Americans don’t like government, but we like a lot of what government does for us. That’s the gist of a new study by The Washington Post, the Henry J. Kaiser Family Foundation and Harvard University. This article caught my eye in part because I’ve just wrapped up editing FCNL’s September/October newsletter, which makes much the same point.
A couple of things have stuck with me from my work with Ruth on the newsletter and now reinforced in this study. I’ll offer these collection of thoughts, not having drawn any firm conclusions from it myself yet.
- We’re having a debate right now that our country has had many, many times before. Remember Jefferson vs Hamilton? Republicans vs Federalists? Roosevelt and the New Deal?Every few generations, people in the U.S. seem to need to revisit the question of how strong government should be.

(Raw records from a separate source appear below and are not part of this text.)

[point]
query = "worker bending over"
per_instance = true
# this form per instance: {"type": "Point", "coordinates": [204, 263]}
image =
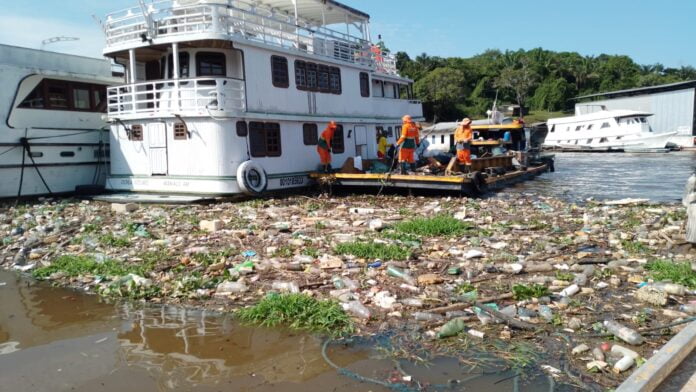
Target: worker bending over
{"type": "Point", "coordinates": [381, 145]}
{"type": "Point", "coordinates": [463, 137]}
{"type": "Point", "coordinates": [410, 138]}
{"type": "Point", "coordinates": [324, 146]}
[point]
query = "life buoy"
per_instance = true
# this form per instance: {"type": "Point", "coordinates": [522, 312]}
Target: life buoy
{"type": "Point", "coordinates": [251, 178]}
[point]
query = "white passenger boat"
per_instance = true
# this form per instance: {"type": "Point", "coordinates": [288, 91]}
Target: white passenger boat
{"type": "Point", "coordinates": [226, 96]}
{"type": "Point", "coordinates": [52, 134]}
{"type": "Point", "coordinates": [606, 130]}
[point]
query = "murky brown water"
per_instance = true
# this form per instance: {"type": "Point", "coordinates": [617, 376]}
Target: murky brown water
{"type": "Point", "coordinates": [54, 339]}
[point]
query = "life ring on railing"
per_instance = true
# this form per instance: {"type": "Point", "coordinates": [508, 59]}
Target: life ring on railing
{"type": "Point", "coordinates": [251, 178]}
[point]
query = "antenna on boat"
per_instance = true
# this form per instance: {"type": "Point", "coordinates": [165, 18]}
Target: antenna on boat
{"type": "Point", "coordinates": [53, 40]}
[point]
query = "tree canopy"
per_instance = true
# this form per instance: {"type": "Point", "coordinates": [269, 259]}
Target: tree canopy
{"type": "Point", "coordinates": [452, 88]}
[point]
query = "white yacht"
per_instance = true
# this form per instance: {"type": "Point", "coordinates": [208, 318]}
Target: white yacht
{"type": "Point", "coordinates": [52, 134]}
{"type": "Point", "coordinates": [230, 96]}
{"type": "Point", "coordinates": [606, 130]}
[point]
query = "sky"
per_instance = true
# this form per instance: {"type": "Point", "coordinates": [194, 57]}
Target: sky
{"type": "Point", "coordinates": [649, 31]}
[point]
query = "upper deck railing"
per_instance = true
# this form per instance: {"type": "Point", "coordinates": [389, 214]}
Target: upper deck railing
{"type": "Point", "coordinates": [178, 18]}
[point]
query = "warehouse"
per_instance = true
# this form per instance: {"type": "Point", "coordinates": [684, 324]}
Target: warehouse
{"type": "Point", "coordinates": [673, 106]}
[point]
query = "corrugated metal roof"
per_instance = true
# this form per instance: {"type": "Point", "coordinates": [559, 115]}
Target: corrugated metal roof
{"type": "Point", "coordinates": [643, 90]}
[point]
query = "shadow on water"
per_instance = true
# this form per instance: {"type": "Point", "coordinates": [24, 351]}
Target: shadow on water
{"type": "Point", "coordinates": [579, 176]}
{"type": "Point", "coordinates": [54, 339]}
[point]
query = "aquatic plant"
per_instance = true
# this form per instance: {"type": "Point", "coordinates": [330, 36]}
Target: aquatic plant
{"type": "Point", "coordinates": [300, 312]}
{"type": "Point", "coordinates": [374, 250]}
{"type": "Point", "coordinates": [666, 270]}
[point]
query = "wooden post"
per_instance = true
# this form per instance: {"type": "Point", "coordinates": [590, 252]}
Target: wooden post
{"type": "Point", "coordinates": [689, 201]}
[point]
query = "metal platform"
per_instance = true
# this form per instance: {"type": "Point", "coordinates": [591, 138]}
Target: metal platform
{"type": "Point", "coordinates": [144, 198]}
{"type": "Point", "coordinates": [465, 184]}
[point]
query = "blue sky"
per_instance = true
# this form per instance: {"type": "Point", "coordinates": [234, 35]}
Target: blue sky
{"type": "Point", "coordinates": [647, 30]}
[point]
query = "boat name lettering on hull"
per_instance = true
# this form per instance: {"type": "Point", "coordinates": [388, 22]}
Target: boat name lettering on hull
{"type": "Point", "coordinates": [292, 181]}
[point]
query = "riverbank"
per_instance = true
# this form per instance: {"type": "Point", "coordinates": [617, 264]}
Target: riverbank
{"type": "Point", "coordinates": [519, 251]}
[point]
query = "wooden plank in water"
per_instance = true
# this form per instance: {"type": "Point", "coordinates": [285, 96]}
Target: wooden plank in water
{"type": "Point", "coordinates": [649, 376]}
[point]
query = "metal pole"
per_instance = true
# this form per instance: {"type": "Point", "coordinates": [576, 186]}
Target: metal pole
{"type": "Point", "coordinates": [133, 77]}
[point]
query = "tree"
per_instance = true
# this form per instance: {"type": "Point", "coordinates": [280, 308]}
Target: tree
{"type": "Point", "coordinates": [441, 89]}
{"type": "Point", "coordinates": [519, 80]}
{"type": "Point", "coordinates": [553, 95]}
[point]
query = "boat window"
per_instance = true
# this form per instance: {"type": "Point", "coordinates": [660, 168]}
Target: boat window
{"type": "Point", "coordinates": [136, 133]}
{"type": "Point", "coordinates": [184, 66]}
{"type": "Point", "coordinates": [35, 99]}
{"type": "Point", "coordinates": [180, 131]}
{"type": "Point", "coordinates": [335, 80]}
{"type": "Point", "coordinates": [300, 75]}
{"type": "Point", "coordinates": [279, 72]}
{"type": "Point", "coordinates": [337, 144]}
{"type": "Point", "coordinates": [364, 84]}
{"type": "Point", "coordinates": [310, 134]}
{"type": "Point", "coordinates": [62, 95]}
{"type": "Point", "coordinates": [264, 139]}
{"type": "Point", "coordinates": [323, 78]}
{"type": "Point", "coordinates": [242, 130]}
{"type": "Point", "coordinates": [311, 76]}
{"type": "Point", "coordinates": [57, 93]}
{"type": "Point", "coordinates": [211, 64]}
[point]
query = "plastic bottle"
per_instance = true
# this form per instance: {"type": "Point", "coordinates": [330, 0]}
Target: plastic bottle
{"type": "Point", "coordinates": [688, 308]}
{"type": "Point", "coordinates": [671, 288]}
{"type": "Point", "coordinates": [286, 287]}
{"type": "Point", "coordinates": [624, 333]}
{"type": "Point", "coordinates": [399, 273]}
{"type": "Point", "coordinates": [570, 291]}
{"type": "Point", "coordinates": [338, 282]}
{"type": "Point", "coordinates": [452, 328]}
{"type": "Point", "coordinates": [423, 316]}
{"type": "Point", "coordinates": [357, 309]}
{"type": "Point", "coordinates": [546, 313]}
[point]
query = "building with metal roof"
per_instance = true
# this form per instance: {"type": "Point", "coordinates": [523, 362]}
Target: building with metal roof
{"type": "Point", "coordinates": [673, 107]}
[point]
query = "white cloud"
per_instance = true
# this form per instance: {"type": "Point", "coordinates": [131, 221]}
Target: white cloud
{"type": "Point", "coordinates": [30, 31]}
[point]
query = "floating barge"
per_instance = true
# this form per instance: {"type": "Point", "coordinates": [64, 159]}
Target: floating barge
{"type": "Point", "coordinates": [472, 184]}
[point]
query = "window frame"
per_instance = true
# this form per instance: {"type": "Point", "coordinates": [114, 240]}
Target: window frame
{"type": "Point", "coordinates": [310, 134]}
{"type": "Point", "coordinates": [40, 91]}
{"type": "Point", "coordinates": [136, 133]}
{"type": "Point", "coordinates": [180, 131]}
{"type": "Point", "coordinates": [280, 74]}
{"type": "Point", "coordinates": [364, 84]}
{"type": "Point", "coordinates": [202, 56]}
{"type": "Point", "coordinates": [338, 143]}
{"type": "Point", "coordinates": [259, 135]}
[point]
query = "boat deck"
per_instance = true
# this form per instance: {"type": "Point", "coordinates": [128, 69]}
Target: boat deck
{"type": "Point", "coordinates": [466, 184]}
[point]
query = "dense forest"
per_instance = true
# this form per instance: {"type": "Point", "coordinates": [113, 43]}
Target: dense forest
{"type": "Point", "coordinates": [539, 79]}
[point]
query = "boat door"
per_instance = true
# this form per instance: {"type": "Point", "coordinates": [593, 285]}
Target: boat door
{"type": "Point", "coordinates": [157, 144]}
{"type": "Point", "coordinates": [361, 141]}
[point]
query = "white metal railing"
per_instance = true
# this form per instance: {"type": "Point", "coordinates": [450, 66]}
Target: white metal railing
{"type": "Point", "coordinates": [237, 18]}
{"type": "Point", "coordinates": [192, 96]}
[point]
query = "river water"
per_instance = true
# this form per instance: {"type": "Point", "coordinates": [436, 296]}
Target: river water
{"type": "Point", "coordinates": [610, 176]}
{"type": "Point", "coordinates": [54, 339]}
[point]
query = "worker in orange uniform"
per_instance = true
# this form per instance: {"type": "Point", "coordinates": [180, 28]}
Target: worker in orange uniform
{"type": "Point", "coordinates": [324, 146]}
{"type": "Point", "coordinates": [410, 138]}
{"type": "Point", "coordinates": [463, 137]}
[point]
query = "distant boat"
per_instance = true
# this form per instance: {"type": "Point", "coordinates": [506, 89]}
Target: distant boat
{"type": "Point", "coordinates": [606, 130]}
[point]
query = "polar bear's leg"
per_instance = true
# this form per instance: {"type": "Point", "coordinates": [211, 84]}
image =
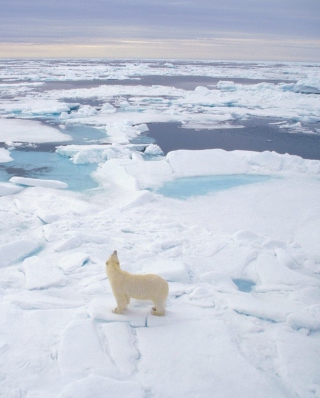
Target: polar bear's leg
{"type": "Point", "coordinates": [122, 302]}
{"type": "Point", "coordinates": [158, 308]}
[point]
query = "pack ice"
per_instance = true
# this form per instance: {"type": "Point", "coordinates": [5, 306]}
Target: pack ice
{"type": "Point", "coordinates": [242, 261]}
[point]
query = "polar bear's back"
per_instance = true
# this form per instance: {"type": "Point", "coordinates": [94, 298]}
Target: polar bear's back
{"type": "Point", "coordinates": [145, 287]}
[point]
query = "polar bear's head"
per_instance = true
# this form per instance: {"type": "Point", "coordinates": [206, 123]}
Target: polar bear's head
{"type": "Point", "coordinates": [113, 261]}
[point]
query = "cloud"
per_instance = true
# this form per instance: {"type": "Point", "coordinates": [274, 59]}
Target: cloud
{"type": "Point", "coordinates": [83, 22]}
{"type": "Point", "coordinates": [223, 48]}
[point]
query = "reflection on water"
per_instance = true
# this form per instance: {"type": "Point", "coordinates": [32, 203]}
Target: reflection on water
{"type": "Point", "coordinates": [184, 188]}
{"type": "Point", "coordinates": [257, 135]}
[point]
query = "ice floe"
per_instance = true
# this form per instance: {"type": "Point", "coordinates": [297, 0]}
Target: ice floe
{"type": "Point", "coordinates": [242, 260]}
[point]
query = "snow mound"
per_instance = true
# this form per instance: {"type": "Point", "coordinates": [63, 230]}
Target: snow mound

- It’s an old debate historically, but for many of us who only know about the Depression and the Great Society through stories from our parents and grandparents, it’s new. I’ve grown up in a country where the government did lots of things, like provide health care for people who can’t afford it, and I’ve just thought that was how things worked. Realizing that this kind of assistance isn’t some foreordained truth of what our government does calls into a question a lot of assumptions about what it means to live in this community called the United States.
- The human mind is a place of such contradiction. Logically, how does it make sense that we get excited about the results of government and simultaneously hold our noses and begrudgingly accept the idea of government itself? Yet there’s so much more to how we think than logic. That’s why communications is fun–if all it took was reasoned arguments, there wouldn’t be much challenge!
What do you think about government? What do think about the specific government programs that have touched your life?